Limited mobility is another problem in Australian cities, where “not having a car is a huge barrier” to travel. “Many people who cannot afford a car, or cannot drive, are not well served by public transport.”

In Melbourne, almost 8% of areas with the greatest need for public transport have no access at all. This compares with less than 2% of areas with lower than average transport needs.

Public spaces such as parks and squares, and places for social activities such as community centres, sports grounds, cafes and shops, are a crucial ingredient in strong social networks, said the author of the report, the Grattan Institute’s Program Director of Cities, Jane-Frances Kelly.

Brisbane residents cool off at South Bank Parklands, an example of urban design that boosts social networks. AAP/Tony Phillips

Ms Kelly listed Melbourne’s CBD and Brisbane’s South Bank Parklands as two outstanding examples of urban design. “The CBD of Melbourne is a lively place, a pleasant place to be and to meet other people and interact.” Swanston Street is a “much more pleasant place to be” than George Street in Sydney, where narrow footpaths and heavy traffic noise make for a sometimes uncomfortable experience, she said.

In her report, Ms Kelly proposes that cities boost social connection by building more pop-up parks in unused or derelict spaces, increasing games and activities in parks, promoting public art and active street-fronts, slowing traffic in residential streets, and opening up schools to after-hours use, among other ideas.

“As social networks fragment, our basic psychological needs are not met, putting us at risk of suffering from loneliness – a condition that is linked to poor health and wellbeing,” she said.

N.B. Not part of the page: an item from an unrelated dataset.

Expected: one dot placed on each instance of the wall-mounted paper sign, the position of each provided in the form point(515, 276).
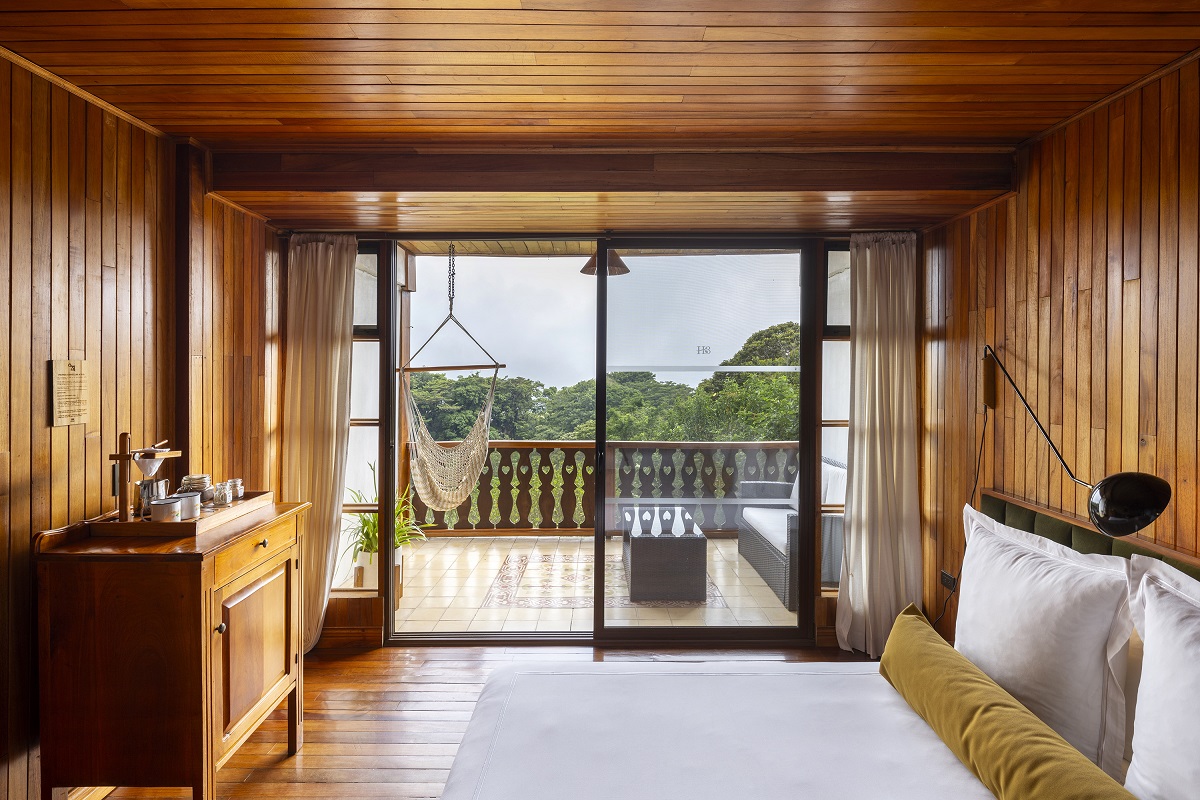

One-person households are the fastest-growing household type, expected to grow from 24% of all households in 2006 to 28% in 2030, figures cited by the report show.

“The social trends that explain this are complex,” Ms Kelly said. “The way we build and organise our cities isn’t going to resolve them all, but we need to recognise that the social life of an ever-increasing number of people has to happen outside the home, which makes those external arrangements - the way cities are built and organised - more and more important.”

Billie Giles-Corti, a Professor of Health Promotion and Director of the McCaughey VicHealth Centre at the University of Melbourne, said there “are two major issues here. The first is urban sprawl, which means that when people are having to drive long distances and are spending a lot of time outside their community, then they’re not engaging with people locally. That’s weakening social networks.

"The other side is increased density, which also has the potential to affect social connections, because unless high-density housing has opportunities for people to interact where it feels comfortable, that’s also going to decrease our connections.”

Professor Giles-Corti said that as Australian cities continue to grow, it is crucial that planners increase public spaces: “The evidence shows that public open space is restorative, it reduces stress and mental fatigue. It’s a buffer against a busy world. It also allows us to interact and build connections with other people.”